Director Paul Verhoeven’s 1997 movie is an exciting, vibrant and gruesomely violent sci-fi satire spectacular, in which the Earth is threatened by an enemy from Outer Space – whole massive regiments of giant insects. Idealistic American teenager Johnny Rico (played by Casper Van Dien) enlists in the army, undergoes a brutal training programme to prepare him for the horrors of war and then sets off to the alien planet to destroy the big bugs.

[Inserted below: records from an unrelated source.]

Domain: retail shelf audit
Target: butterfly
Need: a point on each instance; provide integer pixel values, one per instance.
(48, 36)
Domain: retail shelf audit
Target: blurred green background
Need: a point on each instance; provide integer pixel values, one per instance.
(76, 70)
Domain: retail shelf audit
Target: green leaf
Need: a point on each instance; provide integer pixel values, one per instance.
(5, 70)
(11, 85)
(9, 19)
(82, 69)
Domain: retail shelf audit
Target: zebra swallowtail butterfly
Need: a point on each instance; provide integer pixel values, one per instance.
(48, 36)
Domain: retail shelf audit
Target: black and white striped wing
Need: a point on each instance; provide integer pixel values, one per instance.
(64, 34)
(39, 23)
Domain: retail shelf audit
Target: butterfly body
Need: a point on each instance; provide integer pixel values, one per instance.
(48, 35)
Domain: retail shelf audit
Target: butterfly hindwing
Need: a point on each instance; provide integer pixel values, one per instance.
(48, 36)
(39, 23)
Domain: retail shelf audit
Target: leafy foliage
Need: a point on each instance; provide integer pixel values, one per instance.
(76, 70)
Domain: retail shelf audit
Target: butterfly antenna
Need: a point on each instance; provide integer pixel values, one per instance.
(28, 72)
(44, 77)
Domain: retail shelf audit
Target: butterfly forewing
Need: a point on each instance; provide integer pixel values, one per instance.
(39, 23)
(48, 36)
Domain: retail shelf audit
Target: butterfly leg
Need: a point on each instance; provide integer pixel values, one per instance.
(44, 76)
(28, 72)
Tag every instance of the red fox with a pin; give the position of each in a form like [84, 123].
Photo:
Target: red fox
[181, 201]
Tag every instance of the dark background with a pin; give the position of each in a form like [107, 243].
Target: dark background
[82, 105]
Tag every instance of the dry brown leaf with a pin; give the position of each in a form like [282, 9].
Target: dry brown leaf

Based on the book by Robert A Heinlein, this is partly an old-fashioned, jingosistic war movie that plays like a modern computer game and partly a critique of fascist world politics and American society. The film was derired in some quarters at the time but it manages to function extremely well both on a daft popcorn-movie level as an action thriller and as a really quite witty satire of war games and the media.
Van Dien makes a fine, upstanding young hero and Denise Richards is a feisty heroine as Lt. Carmen Ibanez. The costly production ($100million)and scary special-effect bugs are extremely well done. Phil Tippett’s visual effects were Oscar nominated.
Sadly, it didn’t do too well at the box office, with only a $55million take in the US.
Robert A Heinlein’s novel Rocketship Galileo provided the basis for visionary producer George Pal and director Irving Pichel’s 1950 trailblazing sci-fi movie Destination Moon.
Two sequels followed: Starship Troopers 2: Hero of the Federation (2004) and Van Dien was back in Starship Troopers 3: Marauder (2008).